First, one takes the midpoints $M_1$, ..., $M_5$ of $A_1A_2$, ..., $A_5A_1$. Then at each angle $A_i$, one takes the circumcircle of triangle $M_{i-1}A_iM_{i+1}$ (which has radius $\frac 12 R_i$) and the point diametrically opposite $A_i$ on it, say $X_i$. This gives a quadrilateral $A_iA_{i-1}X_iA_{i+1}$, with area at most $(\frac 12 R_i)^2 \cdot 2\sin A_i$. Consider all five of these quadrilaterals, as shown.
It's not too hard to show that these five quadrilaterals cover the entire pentagon (look at perpendicular bisectors).

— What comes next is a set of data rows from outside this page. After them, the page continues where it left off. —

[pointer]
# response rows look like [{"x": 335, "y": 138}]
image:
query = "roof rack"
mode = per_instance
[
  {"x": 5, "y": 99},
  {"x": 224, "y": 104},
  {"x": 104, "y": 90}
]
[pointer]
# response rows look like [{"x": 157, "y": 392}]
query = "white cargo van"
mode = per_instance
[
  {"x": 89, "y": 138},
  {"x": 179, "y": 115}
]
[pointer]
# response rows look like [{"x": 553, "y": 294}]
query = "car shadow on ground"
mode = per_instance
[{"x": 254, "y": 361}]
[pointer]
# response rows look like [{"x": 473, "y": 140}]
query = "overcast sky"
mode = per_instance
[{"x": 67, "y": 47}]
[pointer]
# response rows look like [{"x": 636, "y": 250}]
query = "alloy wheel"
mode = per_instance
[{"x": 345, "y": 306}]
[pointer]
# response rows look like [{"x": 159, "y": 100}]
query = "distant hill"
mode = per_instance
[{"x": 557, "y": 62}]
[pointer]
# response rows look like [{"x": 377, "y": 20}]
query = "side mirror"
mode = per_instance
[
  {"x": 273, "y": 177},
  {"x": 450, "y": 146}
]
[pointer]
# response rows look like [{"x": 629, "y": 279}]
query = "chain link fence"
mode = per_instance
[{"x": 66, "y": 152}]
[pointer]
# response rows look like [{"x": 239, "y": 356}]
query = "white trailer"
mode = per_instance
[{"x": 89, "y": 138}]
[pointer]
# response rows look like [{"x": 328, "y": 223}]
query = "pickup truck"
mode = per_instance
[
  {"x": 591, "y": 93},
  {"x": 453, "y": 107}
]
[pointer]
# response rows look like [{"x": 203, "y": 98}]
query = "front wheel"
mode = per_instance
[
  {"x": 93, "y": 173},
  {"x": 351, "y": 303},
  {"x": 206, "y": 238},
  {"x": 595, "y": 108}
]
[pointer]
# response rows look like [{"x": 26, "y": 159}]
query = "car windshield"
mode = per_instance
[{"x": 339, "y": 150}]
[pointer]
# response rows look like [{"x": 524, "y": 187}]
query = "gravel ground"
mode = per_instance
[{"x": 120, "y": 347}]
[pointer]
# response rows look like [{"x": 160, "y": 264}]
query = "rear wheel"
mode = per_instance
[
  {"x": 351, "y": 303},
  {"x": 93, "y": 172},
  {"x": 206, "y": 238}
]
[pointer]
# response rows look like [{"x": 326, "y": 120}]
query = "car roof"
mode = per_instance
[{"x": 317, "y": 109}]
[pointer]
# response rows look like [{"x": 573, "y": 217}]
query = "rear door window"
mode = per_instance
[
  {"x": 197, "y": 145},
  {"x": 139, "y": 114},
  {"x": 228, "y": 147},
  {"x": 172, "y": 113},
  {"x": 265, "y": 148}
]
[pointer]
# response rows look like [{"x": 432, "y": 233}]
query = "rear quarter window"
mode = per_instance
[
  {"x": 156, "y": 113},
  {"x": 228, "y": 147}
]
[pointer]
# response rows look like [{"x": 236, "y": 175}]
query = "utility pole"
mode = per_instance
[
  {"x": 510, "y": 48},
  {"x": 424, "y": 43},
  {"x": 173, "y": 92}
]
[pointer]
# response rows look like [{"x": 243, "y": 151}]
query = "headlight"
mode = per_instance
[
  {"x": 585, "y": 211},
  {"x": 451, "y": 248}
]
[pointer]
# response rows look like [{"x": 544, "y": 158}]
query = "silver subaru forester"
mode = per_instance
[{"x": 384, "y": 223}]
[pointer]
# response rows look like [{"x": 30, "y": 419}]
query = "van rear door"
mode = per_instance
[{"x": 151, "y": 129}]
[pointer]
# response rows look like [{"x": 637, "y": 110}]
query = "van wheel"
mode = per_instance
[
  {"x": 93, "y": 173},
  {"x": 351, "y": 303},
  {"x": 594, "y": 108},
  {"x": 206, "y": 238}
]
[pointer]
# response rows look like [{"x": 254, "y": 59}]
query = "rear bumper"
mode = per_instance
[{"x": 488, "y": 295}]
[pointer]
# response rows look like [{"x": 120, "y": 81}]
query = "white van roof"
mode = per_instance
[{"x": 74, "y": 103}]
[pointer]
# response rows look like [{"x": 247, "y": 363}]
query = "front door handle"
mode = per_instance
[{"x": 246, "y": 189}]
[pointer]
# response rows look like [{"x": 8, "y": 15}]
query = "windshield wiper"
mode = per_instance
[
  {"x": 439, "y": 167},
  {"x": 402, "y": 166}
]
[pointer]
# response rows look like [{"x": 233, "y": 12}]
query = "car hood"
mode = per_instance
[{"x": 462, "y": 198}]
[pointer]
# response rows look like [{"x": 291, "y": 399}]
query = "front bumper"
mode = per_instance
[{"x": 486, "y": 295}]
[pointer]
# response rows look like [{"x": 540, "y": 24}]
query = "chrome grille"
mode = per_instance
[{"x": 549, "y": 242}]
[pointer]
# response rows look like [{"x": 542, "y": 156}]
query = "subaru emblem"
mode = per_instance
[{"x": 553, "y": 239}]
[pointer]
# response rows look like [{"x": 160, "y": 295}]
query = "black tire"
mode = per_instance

So summing gives $$ S \le \frac{1}{2} \sum_i R_i^2 \sin A_i. $$ Then, by the Cauchy-Schwarz Inequality, we have $$ 4S^2 \le \left( \sum_i R_i^2 \sin A_i \right)^2 \le \left( \sum_i R_i^4 \right) \left( \sum_i \sin^2 A_i \right). $$ So it remains to show $$\sum_i \sin^2 A_i \le 5\sin^2 (108^{\circ})$$ reducing this to a purely algebraic problem (with $0^{\circ} \le A_i \le 180^{\circ}$ and $\sum A_i = 540^{\circ}$).
It's tempting to try and apply, say, Jensen's Inequality, but the function $\sin^2 x$ has a few inflection points, so one has to proceed more delicately using a fudging argument (along the lines of the $n-1$ equal-value trick). Indeed, we do this by showing that if $A_1 \le A_2 \le A_3 \le A_4 \le A_5$ and $A_1 < 108^{\circ}$, then we can replace $A_1$ with $108^{\circ}$ and $A_5$ by $A_1+A_5-108^{\circ}$ while increasing $\sum_i \sin^2 A_i$. Repeating this process until all $A_i$ are equal completes the proof.